Rapper Sido wird am 4. August beim Festival Stars in Town erwartet.
Rapper Sido wird am 4. August beim Festival Stars in Town erwartet. | Bild: Jonas Walzberg

Wie wichtig der deutsche Musikmarkt für den grenznahen Standort Schaffhausen ist, hätten die letzten Jahre gezeigt: Darum ist am Freitag, 4. August, eine große Party angesagt. „Kein anderer deutscher Künstler meistert den Spagat zwischen Hip-Hop und Mainstream so gut wie Sido“, wird Naef in der Presseerklärung zitiert. Das zeige sich auch an seinem Publikum: Nach über 20 Jahren an der Spitze schafft es Sido, wie kaum ein zweiter Rapper in Deutschland, die Generationen seiner Fans zu vereinen – mittlerweile sind die Rap-Fans der ersten Stunde nicht selten zusammen mit ihren Kindern im Publikum.

„Wer den Ausnahmekünstler schon mal in seinem Live-Element erlebt hat, weiß, dass ihn eine energiegeladene und einzigartige Show erwartet.“ Dazu werde die Kult-Band SDP aus Westberlin erwartet.

Das kleine Festival am Rande der Nordschweiz finde inzwischen auch international Beachtung. Mit dem Leitmotiv, mehr als Musik zu bieten, liege der Fokus auf dem Gesamterlebnis und nicht nur auf der Musik. „Mit Lichtprojektionen, einzigartige Walking-Acts und Lichtskulpturen wird die Schaffhauser Altstadt richtiggehend inszeniert und bringt die Besucher zum Staunen“, erläutert der Mediensprecher.

Nominierung für den European Festival Award

Das Konzept sei nun für den European Festival Award in der Kategorie kleine Festivals nominiert: „Ein toller Erfolg für diesen Schaffhauser Kulturleuchtturm“, so Naef in der Pressemitteilung.
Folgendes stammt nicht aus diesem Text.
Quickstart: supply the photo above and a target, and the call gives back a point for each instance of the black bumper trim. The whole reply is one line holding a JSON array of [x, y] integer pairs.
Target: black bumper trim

Mit je drei Konzerten pro Abend auf der Hauptbühne am Herrenacker biete Stars in Town trotzdem noch immer viel Musik. Die sehr positiven Besucherrückmeldungen nach der Erweiterung auf zwei Festivalwochen bekräftigen die Veranstalter, den neu eingeschlagenen Weg weiterzuverfolgen.